Coronavirus: Demand for face masks in Germany jumps – but do they actually work?

Face masks are flying off the shelves across Germany after authorities confirmed cases in Bavaria. But are they effective?

Coronavirus: Demand for face masks in Germany jumps - but do they actually work?
A woman wearing a protective face mask in Hamburg. Photo: DPA

People wearing face masks have become a defining image of large health outbreaks. And for the coronavirus it's no different.

Now the arrival of the virus in Germany is fuelling a demand for the protective face masks.

However, experts say the thin material masks, which are meant for surgeons to carry out operations safely, do little to stop a respiratory virus spreading at least in these early stages.

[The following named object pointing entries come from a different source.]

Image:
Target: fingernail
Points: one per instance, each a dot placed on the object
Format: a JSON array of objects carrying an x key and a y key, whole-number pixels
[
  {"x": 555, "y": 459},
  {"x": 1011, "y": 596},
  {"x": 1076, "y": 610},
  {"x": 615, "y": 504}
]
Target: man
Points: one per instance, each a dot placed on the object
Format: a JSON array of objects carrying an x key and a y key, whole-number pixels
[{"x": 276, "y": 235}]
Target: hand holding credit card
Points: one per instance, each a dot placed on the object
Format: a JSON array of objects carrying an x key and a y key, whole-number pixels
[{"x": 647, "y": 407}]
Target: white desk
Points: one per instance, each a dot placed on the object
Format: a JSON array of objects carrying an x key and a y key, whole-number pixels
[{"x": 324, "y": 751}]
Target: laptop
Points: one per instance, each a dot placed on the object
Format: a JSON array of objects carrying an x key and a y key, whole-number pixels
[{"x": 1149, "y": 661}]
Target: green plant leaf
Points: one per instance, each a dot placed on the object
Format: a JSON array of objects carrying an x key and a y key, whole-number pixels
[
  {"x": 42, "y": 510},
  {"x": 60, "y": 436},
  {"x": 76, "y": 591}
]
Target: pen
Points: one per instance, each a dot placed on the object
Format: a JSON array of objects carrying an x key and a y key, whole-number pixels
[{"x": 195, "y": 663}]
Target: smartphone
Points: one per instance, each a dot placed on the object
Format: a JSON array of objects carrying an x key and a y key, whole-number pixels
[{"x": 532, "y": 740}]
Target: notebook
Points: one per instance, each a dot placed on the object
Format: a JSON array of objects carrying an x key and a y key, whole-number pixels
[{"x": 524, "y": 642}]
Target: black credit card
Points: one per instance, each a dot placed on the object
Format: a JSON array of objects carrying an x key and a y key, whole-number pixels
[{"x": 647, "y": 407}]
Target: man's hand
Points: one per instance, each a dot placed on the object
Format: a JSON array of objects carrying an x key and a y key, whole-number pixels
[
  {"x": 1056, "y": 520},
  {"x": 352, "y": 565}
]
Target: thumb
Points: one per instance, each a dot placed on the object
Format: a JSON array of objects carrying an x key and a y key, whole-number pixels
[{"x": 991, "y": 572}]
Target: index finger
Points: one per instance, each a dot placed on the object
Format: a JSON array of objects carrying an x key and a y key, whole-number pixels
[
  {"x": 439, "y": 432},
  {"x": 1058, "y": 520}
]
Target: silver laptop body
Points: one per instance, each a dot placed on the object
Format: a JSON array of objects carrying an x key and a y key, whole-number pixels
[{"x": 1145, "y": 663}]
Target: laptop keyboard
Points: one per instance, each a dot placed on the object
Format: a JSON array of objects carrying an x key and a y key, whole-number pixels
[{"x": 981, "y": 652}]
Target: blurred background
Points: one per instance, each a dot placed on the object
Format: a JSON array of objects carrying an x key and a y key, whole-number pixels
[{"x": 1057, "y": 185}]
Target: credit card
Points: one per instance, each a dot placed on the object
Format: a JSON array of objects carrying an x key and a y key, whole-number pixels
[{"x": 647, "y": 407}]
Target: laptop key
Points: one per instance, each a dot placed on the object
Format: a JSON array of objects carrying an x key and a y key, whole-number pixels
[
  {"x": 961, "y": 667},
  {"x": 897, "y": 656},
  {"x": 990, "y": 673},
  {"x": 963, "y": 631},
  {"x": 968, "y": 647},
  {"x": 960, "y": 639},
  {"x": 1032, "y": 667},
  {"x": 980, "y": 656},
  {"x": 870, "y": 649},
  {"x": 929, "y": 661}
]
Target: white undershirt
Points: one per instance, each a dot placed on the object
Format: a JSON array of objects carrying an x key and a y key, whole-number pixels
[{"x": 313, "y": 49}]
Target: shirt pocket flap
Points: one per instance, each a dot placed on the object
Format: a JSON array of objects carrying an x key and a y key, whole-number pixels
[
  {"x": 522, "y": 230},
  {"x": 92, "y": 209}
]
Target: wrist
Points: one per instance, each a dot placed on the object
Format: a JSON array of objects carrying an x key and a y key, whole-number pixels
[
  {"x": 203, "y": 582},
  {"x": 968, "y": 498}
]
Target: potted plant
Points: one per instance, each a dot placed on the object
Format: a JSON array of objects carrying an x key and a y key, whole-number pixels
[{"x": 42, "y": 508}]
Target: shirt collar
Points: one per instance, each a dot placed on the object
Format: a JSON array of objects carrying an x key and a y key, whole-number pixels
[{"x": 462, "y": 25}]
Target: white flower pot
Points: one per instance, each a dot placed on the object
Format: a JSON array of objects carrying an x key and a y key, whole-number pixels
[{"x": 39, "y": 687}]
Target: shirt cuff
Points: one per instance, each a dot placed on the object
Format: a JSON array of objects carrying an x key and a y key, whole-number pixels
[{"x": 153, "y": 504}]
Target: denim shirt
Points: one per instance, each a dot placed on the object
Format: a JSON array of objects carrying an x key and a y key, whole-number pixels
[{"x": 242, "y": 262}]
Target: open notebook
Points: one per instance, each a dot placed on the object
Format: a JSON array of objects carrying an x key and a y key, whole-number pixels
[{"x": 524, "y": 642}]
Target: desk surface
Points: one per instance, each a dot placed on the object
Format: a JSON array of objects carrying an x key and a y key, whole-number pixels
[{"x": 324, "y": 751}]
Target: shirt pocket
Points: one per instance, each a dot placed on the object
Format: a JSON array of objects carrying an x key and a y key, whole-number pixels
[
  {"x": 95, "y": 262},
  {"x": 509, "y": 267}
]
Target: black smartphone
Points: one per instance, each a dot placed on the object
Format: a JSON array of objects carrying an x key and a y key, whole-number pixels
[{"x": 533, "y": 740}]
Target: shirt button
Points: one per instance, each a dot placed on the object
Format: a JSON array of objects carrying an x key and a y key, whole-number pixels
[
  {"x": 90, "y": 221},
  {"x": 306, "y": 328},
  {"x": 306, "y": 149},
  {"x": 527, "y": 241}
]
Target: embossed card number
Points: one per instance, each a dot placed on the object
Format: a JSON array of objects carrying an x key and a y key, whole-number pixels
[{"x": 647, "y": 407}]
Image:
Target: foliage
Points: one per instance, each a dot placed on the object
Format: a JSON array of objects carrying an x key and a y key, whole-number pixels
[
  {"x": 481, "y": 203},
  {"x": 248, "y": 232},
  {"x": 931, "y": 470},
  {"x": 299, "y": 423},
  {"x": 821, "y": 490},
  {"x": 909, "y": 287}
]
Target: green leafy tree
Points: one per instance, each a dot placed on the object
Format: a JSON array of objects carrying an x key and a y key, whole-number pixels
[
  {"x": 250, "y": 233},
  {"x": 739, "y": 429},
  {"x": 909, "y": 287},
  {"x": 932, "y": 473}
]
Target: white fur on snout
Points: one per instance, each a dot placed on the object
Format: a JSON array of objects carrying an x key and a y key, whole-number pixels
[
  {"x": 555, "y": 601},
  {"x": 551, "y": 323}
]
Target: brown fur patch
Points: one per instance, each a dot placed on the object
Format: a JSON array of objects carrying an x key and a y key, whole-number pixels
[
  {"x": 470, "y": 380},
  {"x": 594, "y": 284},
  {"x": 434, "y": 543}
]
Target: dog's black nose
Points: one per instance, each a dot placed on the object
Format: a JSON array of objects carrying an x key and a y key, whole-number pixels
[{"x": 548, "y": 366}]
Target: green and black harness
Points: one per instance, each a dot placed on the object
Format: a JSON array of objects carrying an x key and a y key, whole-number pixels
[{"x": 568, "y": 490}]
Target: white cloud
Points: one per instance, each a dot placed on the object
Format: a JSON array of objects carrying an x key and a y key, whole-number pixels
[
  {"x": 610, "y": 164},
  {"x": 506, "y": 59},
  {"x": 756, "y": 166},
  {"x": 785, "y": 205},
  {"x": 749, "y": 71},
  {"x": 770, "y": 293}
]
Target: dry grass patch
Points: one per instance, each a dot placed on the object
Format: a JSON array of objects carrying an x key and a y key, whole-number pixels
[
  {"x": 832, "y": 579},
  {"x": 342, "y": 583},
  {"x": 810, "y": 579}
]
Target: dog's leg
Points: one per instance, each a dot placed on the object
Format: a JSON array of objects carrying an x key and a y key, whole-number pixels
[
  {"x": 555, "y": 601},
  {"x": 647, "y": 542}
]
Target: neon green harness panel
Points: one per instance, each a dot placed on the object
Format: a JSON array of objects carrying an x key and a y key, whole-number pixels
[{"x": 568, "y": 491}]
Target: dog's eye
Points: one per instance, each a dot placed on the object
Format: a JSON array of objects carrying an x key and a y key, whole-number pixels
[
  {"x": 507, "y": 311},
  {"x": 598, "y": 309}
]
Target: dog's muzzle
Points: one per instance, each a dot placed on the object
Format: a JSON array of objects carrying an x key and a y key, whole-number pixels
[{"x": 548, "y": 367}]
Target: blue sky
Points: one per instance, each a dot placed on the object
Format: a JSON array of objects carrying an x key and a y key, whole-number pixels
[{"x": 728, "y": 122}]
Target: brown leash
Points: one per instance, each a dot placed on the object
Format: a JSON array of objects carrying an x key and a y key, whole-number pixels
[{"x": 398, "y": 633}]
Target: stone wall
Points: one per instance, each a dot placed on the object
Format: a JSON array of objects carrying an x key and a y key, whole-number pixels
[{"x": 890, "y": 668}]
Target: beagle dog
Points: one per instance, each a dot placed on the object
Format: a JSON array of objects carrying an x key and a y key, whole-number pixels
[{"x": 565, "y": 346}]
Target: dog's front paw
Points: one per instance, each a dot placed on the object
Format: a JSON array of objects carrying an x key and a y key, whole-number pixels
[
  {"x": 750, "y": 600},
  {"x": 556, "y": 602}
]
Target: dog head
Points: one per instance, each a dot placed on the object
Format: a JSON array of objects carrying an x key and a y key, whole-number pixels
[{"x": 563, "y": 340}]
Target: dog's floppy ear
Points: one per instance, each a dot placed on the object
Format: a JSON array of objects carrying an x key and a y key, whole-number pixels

According to Bavarian broadcaster BR24, some pharmacies in Germany have reported selling out of the masks, which are worn over the mouth and nose. 

A spokesman for the Bavarian Pharmacists' Association told DPA on Tuesday that he had heard pharmacies in Lower Franconia and Munich had also run out of the masks.

The Federal Association of Pharmaceutical Wholesalers confirmed that individual wholesalers were unable to meet the demand from pharmacies.


However, Bernd Salzberger, chairman of the German Society for Infectiology at Regensburg University Hospital, said these masks were not appropriate in the context of Germany's current situation.

Four people – all in Bavaria – have so far been found to have the coronavirus.

“Personal protection is completely absurd at the moment,” Salzberger told DPA.

According to Salzberger, so-called surgical face masks are not actually designed to protect against infection, but rather to prevent potentially infectious droplets from the respiratory tract of surgeons from entering the operating area.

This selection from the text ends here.